# Adjusting boost on my GTI-R ???????



## 270bhp GTI-R (Nov 28, 2003)

Could any one tell me how to adjust the boost on my pulsar gtir (the boost is runing off the scale!!!!) ive been told to turn it down by the company i got my new turbo off other wise it will blow my shiny new turbo up?????? THE car is standard..... So i dont think my boost should be going off the scale at 2 1/2 thousand revs!!!! ????


----------



## chimmike (Oct 17, 2002)

are you using any kind of wastegate????????!!!!!!!!!


----------



## nz_aj (Nov 19, 2003)

Are you measuring the boost pressure before or after the throttle?
Have you connected the wastegate properly?
Are you using a bleedvalve? Is this turned up too much?
AJ


----------



## javierb14 (Jul 9, 2002)

what gauge are you using?


----------



## rkeith (Jan 12, 2003)

why should you be asking this question if you have a GTI-R??


----------



## 0341TODD (Nov 15, 2003)

b/c its got 270 bhp dumbass--lol, thats what the forums are for


----------



## rkeith (Jan 12, 2003)

I know what the engine is, man but if someones rollin around with that much power and technology in their hands, dont you think they should atleast know what it does and how to properly use/maintain it??? Just a thought...


----------



## chimmike (Oct 17, 2002)

rkeith said:


> I know what the engine is, man but if someones rollin around with that much power and technology in their hands, dont you think they should atleast know what it does and how to properly use/maintain it??? Just a thought...
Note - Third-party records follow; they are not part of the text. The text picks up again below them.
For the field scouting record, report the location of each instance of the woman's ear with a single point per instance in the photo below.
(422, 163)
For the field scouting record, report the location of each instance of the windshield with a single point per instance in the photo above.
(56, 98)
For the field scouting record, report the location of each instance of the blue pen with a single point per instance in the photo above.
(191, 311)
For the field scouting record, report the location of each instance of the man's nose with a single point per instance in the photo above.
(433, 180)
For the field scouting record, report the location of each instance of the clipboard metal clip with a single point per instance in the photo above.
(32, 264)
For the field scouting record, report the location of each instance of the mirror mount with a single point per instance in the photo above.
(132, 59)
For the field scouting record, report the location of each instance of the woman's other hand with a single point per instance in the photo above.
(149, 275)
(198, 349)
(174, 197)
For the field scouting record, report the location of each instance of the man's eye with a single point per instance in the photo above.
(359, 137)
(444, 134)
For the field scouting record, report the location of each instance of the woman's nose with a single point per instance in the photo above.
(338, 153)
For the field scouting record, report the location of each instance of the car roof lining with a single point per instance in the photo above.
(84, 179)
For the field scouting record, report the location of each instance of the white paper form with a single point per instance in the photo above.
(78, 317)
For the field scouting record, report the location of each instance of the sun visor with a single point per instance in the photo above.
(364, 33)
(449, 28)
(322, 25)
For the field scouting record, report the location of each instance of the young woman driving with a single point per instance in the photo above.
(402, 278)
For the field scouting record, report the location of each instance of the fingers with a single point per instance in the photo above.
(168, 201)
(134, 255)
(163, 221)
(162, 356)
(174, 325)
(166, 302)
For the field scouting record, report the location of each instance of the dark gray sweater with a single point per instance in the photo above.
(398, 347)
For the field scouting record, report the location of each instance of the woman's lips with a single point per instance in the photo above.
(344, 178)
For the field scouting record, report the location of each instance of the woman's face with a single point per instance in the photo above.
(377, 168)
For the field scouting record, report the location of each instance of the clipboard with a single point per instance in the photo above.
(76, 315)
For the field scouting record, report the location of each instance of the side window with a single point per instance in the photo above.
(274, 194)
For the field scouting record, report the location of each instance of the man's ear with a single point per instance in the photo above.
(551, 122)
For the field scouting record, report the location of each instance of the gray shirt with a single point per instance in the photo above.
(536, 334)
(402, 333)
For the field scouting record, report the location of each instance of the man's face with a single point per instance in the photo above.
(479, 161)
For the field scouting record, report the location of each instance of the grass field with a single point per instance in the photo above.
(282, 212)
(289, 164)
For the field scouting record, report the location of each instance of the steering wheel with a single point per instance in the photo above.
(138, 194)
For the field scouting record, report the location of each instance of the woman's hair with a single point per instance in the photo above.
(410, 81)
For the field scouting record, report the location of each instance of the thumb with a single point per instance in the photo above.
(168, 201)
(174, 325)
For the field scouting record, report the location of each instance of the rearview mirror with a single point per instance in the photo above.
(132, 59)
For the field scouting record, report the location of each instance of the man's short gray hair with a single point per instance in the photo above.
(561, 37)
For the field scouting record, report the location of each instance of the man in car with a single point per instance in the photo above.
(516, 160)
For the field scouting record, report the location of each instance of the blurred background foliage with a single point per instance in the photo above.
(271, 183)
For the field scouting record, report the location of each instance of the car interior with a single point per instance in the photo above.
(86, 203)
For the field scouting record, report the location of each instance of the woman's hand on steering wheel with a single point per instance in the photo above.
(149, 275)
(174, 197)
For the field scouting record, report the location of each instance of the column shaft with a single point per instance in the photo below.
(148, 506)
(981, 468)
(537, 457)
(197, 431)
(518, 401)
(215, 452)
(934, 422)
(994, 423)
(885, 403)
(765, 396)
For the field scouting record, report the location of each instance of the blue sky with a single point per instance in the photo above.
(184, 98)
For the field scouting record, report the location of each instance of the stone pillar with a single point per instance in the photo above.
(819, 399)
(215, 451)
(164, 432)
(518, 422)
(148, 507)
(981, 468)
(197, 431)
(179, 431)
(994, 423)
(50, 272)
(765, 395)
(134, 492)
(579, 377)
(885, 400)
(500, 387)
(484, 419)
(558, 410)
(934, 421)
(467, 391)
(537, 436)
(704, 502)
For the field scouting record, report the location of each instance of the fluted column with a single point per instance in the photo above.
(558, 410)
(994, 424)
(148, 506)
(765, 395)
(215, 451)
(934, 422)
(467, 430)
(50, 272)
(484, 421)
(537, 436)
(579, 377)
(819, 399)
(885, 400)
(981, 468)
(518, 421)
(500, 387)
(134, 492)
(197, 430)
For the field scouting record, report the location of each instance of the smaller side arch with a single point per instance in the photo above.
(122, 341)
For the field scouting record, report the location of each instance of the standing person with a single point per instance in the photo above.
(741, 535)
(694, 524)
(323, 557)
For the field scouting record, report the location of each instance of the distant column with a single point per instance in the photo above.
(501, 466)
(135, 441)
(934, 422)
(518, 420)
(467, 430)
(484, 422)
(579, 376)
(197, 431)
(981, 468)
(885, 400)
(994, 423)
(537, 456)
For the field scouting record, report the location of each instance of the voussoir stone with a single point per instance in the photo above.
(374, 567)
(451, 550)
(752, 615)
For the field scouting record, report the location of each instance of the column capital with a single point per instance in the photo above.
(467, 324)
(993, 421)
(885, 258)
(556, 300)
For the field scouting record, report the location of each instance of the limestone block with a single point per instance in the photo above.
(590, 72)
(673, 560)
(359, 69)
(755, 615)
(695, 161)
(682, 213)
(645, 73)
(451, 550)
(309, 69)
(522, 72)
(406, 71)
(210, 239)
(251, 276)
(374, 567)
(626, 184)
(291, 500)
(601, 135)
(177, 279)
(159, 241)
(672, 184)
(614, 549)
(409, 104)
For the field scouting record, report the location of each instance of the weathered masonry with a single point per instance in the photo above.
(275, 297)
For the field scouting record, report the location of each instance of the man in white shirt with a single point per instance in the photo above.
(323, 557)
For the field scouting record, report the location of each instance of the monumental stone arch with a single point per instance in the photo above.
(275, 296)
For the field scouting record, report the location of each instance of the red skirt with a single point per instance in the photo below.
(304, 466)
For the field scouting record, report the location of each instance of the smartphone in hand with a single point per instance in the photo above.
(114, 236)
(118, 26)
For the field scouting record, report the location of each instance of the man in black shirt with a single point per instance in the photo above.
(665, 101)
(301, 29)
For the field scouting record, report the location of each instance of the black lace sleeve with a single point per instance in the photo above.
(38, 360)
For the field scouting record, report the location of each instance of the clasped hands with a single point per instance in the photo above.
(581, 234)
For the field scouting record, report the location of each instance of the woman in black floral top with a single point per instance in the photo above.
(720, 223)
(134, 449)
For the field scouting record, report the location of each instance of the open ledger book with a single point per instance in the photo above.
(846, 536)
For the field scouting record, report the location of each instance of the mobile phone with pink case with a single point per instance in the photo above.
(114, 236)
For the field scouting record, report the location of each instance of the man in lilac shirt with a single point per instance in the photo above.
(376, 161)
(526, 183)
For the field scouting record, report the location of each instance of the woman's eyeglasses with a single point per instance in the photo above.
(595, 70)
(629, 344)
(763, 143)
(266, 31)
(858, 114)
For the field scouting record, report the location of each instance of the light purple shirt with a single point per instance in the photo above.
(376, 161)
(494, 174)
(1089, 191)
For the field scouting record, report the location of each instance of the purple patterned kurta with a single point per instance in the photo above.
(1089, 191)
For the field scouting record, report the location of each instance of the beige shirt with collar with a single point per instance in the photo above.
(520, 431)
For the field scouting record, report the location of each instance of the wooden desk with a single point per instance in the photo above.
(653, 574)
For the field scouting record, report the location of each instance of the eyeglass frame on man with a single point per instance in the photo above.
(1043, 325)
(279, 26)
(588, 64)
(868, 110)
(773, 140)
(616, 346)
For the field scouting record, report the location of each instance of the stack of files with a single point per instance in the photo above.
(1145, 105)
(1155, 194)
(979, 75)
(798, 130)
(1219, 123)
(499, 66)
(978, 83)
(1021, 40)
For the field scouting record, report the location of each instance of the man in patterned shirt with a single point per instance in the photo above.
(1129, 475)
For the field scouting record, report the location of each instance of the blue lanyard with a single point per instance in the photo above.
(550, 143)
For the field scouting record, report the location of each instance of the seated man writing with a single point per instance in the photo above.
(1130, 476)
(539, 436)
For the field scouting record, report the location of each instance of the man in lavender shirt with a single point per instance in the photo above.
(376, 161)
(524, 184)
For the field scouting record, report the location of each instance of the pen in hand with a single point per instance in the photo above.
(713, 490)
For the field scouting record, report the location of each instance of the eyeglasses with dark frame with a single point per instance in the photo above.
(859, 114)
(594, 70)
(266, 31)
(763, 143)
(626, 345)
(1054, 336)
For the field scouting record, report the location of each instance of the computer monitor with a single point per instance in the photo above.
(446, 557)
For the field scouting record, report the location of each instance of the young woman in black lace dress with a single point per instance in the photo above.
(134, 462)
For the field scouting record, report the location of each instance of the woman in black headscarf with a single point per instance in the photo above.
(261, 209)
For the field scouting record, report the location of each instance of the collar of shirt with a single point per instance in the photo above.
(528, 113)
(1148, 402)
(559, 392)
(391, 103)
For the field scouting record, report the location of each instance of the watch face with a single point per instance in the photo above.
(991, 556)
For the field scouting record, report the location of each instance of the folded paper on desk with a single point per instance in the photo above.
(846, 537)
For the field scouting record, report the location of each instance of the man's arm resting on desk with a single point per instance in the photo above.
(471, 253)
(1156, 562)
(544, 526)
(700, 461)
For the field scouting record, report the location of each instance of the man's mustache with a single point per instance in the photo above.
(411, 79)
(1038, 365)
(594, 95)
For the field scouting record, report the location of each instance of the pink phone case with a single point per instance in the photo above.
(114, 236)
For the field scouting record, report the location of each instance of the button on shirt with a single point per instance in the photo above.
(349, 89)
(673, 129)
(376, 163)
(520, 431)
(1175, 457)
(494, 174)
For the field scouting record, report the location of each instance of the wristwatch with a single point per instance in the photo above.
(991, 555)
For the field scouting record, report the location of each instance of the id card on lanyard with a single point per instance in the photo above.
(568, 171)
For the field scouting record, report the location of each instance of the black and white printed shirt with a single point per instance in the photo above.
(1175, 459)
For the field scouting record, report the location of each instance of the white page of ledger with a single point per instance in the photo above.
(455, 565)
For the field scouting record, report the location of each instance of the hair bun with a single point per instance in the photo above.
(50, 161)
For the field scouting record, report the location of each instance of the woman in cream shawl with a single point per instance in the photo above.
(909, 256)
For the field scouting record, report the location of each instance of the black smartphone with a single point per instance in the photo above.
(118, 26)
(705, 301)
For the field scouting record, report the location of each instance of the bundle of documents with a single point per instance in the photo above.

exactly why I posted what I did.


----------



## nz_aj (Nov 19, 2003)

A 3" exhaust & up the boost to around 15psi & it should make that sort of power at the flywheel. Hardly extreme mods.


----------



## 270bhp GTI-R (Nov 28, 2003)

its running that much pressure its blown the engine twice and the turbo once, now ive bought it and dont want to blow it, the dump valve is great at stand still but as soon as you drive it its blowing off all the time, ive just fitted a bleed valve to the t-piece connecting the actuator to the solenoid and the vacum of the dump valve but fully closed and fully open on the valve doesnt make any differance, is it connected properly...? has anyone else got a pulsar with the standard mmHg gauge and what does theirs read...?


----------



## chimmike (Oct 17, 2002)

270bhp GTI-R said:


> its running that much pressure its blown the engine twice and the turbo once, now ive bought it and dont want to blow it, the dump valve is great at stand still but as soon as you drive it its blowing off all the time, ive just fitted a bleed valve to the t-piece connecting the actuator to the solenoid and the vacum of the dump valve but fully closed and fully open on the valve doesnt make any differance, is it connected properly...? has anyone else got a pulsar with the standard mmHg gauge and what does theirs read...?



sounds to me like you don't have a damn clue what you're doing. Take it to a shop. Professionals. Pay to fix it.


----------



## 270bhp GTI-R (Nov 28, 2003)

your damn right, The person who serviced it got two pipes around the wrong way, the one from the intercooler was switched with the one from the dump valve thus not opening the wastegate. problem solved. does anyone know how much psi the standard t28 turbo can handle i was told 1 bar or 14 psi is that right?


----------



## jbanach77 (Jun 11, 2002)

i drove mine at 1 bar daily, but when racing at 22psi.


----------